One of the more popular memes of late in rap music is the ghey rapper storyline. This is expressed in the homo-eroticsim of the imagery and sometimes even the lyrics of rap songs. Some might equate the tight jeans movement with a ghey influence, but I would argue that the semi-naked perform [ll] who is oiled up for pictures is more ghey than someone with snug fitting clothing. Shit, maybe its ALL ghey? And why wouldn’t it be? Think about the people who sign the checks for all of this shit to happen? These are the same dudes that would have their Maybach driver cruise around midtown-Manhattan to pick up a young hustler.

I come from the era when a hustler was a male prostitute. If you were dealing drugs you were a pusher, but if you were selling sexual favors you were a hustler. This is why it always surprised me that rappers my age would call themselves hustlers. I’m like, “For real son, is it really real son?” At night I used to drive up Third Avenue in the forties and fifties and see the young hustlers standing on the corner waiting to get their ride. Them dudes would be clean as fuck too. No facial hair, short ceasar haircuts, sometimes they would have their baby hair waxed. I always wondered what made a dude want to act in this fashion and pull more stunts than that man Action Jackson.
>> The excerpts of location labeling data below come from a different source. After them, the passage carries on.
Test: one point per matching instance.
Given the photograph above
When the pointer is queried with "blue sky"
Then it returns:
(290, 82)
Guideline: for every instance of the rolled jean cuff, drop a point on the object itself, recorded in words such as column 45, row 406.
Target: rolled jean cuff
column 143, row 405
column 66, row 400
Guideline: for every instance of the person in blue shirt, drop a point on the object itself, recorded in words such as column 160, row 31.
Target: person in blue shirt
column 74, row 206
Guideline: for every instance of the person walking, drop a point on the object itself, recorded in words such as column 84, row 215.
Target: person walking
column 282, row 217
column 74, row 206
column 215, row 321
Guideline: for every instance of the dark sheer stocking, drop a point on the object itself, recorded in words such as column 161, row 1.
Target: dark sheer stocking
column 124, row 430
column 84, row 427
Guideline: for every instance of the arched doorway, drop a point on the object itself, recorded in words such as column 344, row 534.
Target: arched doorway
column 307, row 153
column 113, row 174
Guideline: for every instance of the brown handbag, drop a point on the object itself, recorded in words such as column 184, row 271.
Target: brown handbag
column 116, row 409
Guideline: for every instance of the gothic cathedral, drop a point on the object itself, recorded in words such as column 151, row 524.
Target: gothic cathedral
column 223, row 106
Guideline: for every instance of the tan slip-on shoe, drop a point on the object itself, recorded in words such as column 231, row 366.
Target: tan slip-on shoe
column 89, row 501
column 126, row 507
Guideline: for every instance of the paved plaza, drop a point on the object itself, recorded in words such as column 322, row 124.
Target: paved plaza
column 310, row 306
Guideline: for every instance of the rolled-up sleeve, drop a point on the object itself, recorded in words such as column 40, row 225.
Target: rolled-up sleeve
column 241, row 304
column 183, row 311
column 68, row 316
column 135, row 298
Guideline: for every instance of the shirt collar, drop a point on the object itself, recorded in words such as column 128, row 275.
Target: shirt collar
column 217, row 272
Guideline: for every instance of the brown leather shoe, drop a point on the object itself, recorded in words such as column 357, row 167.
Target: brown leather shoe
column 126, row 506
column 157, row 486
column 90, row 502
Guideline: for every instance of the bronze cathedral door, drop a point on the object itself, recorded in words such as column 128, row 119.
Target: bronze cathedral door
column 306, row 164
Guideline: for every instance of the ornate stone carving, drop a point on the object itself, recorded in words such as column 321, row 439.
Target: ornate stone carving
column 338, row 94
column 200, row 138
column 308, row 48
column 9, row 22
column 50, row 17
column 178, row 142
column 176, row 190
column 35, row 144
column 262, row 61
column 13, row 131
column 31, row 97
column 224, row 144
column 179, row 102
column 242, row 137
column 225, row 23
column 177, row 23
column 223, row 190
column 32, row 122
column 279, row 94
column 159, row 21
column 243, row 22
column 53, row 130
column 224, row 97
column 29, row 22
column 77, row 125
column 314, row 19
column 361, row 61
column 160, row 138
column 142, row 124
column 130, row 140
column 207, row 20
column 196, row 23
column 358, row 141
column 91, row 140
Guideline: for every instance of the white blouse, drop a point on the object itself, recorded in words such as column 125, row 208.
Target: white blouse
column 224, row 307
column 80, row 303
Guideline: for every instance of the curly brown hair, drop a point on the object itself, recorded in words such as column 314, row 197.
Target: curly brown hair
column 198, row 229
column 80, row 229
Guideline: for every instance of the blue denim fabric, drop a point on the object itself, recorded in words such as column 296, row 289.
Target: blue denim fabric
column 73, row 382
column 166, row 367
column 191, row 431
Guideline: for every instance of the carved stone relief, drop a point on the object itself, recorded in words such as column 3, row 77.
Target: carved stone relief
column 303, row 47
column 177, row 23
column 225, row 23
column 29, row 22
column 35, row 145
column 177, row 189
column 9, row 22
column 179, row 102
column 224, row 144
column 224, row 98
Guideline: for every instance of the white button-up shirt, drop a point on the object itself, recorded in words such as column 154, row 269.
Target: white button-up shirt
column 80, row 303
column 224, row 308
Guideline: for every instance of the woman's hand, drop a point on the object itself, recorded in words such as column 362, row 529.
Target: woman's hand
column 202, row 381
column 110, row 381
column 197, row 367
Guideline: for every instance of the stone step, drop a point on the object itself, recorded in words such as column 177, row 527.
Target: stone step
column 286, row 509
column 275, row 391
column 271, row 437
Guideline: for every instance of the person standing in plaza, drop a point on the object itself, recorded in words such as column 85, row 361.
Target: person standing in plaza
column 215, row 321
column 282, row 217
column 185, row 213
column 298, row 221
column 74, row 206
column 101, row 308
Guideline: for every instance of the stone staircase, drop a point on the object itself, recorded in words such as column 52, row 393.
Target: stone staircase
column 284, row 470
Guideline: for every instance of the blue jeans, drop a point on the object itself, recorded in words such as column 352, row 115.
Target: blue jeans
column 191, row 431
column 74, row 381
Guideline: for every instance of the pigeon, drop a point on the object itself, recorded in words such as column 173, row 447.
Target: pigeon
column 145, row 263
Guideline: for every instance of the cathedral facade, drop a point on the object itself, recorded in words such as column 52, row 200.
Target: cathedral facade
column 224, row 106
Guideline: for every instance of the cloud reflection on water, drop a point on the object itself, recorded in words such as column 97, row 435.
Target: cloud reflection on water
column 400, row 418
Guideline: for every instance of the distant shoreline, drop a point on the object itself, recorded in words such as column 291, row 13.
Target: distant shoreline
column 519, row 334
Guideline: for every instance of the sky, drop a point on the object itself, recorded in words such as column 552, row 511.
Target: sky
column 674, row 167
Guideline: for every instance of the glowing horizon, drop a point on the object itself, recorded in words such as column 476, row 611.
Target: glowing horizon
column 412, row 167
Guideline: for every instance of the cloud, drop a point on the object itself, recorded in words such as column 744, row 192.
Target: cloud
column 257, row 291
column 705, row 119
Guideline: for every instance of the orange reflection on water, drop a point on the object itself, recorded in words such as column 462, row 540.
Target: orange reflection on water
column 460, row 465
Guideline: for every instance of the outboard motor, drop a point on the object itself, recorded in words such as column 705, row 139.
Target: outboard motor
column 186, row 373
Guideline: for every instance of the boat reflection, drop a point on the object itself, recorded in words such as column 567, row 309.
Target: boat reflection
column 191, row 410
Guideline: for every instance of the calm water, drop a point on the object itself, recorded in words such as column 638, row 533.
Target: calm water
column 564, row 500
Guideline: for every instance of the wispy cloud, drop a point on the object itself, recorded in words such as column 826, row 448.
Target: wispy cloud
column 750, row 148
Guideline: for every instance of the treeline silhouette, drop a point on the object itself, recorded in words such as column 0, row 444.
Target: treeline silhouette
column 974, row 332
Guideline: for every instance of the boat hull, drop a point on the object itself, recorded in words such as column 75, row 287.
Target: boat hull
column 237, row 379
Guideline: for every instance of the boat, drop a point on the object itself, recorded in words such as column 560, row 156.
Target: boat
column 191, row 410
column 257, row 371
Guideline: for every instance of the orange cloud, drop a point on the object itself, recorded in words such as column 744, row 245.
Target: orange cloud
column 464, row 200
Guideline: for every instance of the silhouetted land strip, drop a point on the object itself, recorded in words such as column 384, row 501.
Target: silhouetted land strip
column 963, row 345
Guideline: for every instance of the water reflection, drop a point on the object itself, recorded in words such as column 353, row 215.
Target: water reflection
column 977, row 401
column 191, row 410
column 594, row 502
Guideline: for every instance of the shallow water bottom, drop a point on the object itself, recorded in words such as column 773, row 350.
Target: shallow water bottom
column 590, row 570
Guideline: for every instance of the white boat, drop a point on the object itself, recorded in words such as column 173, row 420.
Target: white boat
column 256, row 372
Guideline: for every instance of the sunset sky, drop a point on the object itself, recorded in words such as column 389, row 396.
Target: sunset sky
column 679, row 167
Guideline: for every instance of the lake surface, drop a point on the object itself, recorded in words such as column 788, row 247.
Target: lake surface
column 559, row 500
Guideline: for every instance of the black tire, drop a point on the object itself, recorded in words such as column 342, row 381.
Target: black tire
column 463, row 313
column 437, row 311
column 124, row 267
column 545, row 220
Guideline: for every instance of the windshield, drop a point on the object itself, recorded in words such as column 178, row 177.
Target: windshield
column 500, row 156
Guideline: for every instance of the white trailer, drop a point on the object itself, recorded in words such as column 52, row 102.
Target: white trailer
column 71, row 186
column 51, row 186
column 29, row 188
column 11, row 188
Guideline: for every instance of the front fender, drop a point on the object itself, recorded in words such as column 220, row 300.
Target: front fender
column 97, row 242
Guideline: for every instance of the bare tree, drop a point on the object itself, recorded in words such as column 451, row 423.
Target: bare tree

When Chingy’s ex-lover went public this week it was just another incident in a long line of love affairs that rappers have had with chicks with sticks. I wonder what makes transvestites so appealing? I guess its that whole best of both worlds movement that people were making records about. I do admit that RuPaul was sexy to me until I learned he was a man. I guess when you are at the highest echelons of the entertainment industry and everything is faked to death then maybe the realest shit is some dude gripping up on your manhood until you have full release. I’m not mad either that I won’t ever know what that feels like, but I can understand why some folks need that reality.

If there was a fantasy that you could recreate from the rap music imagery that is pervasive through the culture it might be an orgy in one of those painted white seaside villas with the outdoor hot tub for twenty. The bad news for you is that of those six or seven chicks that you and your boys are gonna bang, two of those chicks have dicks. The other bad news is that the remaining girls are lipstick lesbians whose sole intention is to get two fingers inside of your asscrack. The worst news was that you and your homey touched dicks while DP’ing one of those broads and now your homey from forever want to put his tongue in YOUR mouth. This is the reality of your fantasy.

So when some rapper talks about their college experiences you shouldn’t be so dismissive of their credibility.

At least they aren’t out here “hustling”.